Scientists at the Center for Infection and Immunity at Columbia University's Mailman School of Public Health report that they have identified distinct immune changes in patients diagnosed with chronic fatigue syndrome, known medically as myalgic encephalomyelitis (ME/CFS) or systemic exertion intolerance disease. They say their findings could help improve diagnosis and identify treatment options for the disabling disorder, in which symptoms range from extreme fatigue and difficulty concentrating to headaches and muscle pain.

These immune signatures represent the first robust physical evidence that ME/CFS is a biological illness as opposed to a psychological disorder, and the first evidence that the disease has distinct stages. The team’s study (“Results Distinct plasma immune signatures in ME/CFS are present early in the course of illness”) appear online in Science Advances.

The researchers used immunoassay testing methods to determine the levels of 51 immune biomarkers in blood plasma samples collected through two multicenter studies that represented a total of 298 ME/CFS patients and 348 healthy controls. They found specific patterns in patients who had the disease three years or less that were not present in controls or in patients who had the disease for more than three years. Short duration patients had increased amounts of many different types of cytokines. The association was unusually strong with interferon gamma, which has been linked to the fatigue that follows many viral infections, including Epstein-Barr virus (the cause of infectious mononucleosis). Cytokine levels were not explained by symptom severity.

“We found a stronger correlation of cytokine alterations with illness duration than with measures of illness severity, suggesting that the immunopathology of ME/CFS is not static,” wrote the investigators.

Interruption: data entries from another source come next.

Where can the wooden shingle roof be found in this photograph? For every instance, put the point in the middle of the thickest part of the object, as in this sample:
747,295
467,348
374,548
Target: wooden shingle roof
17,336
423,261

“We now have evidence confirming what millions of people with this disease already know, that ME/CFS isn't psychological,” says lead author Mady Hornig, M.D., director of translational research at the center. “Our results should accelerate the process of establishing the diagnosis after individuals first fall ill as well as discovery of new treatment strategies focusing on these early blood markers.”
There are already human monoclonal antibodies on the market that can dampen levels of interleukin-17A, which is among those the study shows were elevated in early-stage patients. Before any drugs can be tested in a clinical trial, Dr. Hornig and colleagues hope to replicate the current, cross-sectional results in a longitudinal study that follows patients for a year to see how cytokine levels, including interleukin-17A, differ within individual patients over time, depending on how long they have had the disease.

The study also supports the idea that ME/CFS may reflect an infectious hit-and-run event. Patients often report getting sick, sometimes from something as common as infectious mononucleosis, and never fully recover. The new research suggests that these infections throw a wrench in the immune system's ability to quiet itself after the acute infection, to return to a homeostatic balance.

“It appears that ME/CFS patients are flush with cytokines until around the three-year mark, at which point the immune system shows evidence of exhaustion and cytokine levels drop,” notes Dr. Hornig. “Early diagnosis may provide unique opportunities for treatment that likely differ from those that would be appropriate in later phases of the illness.”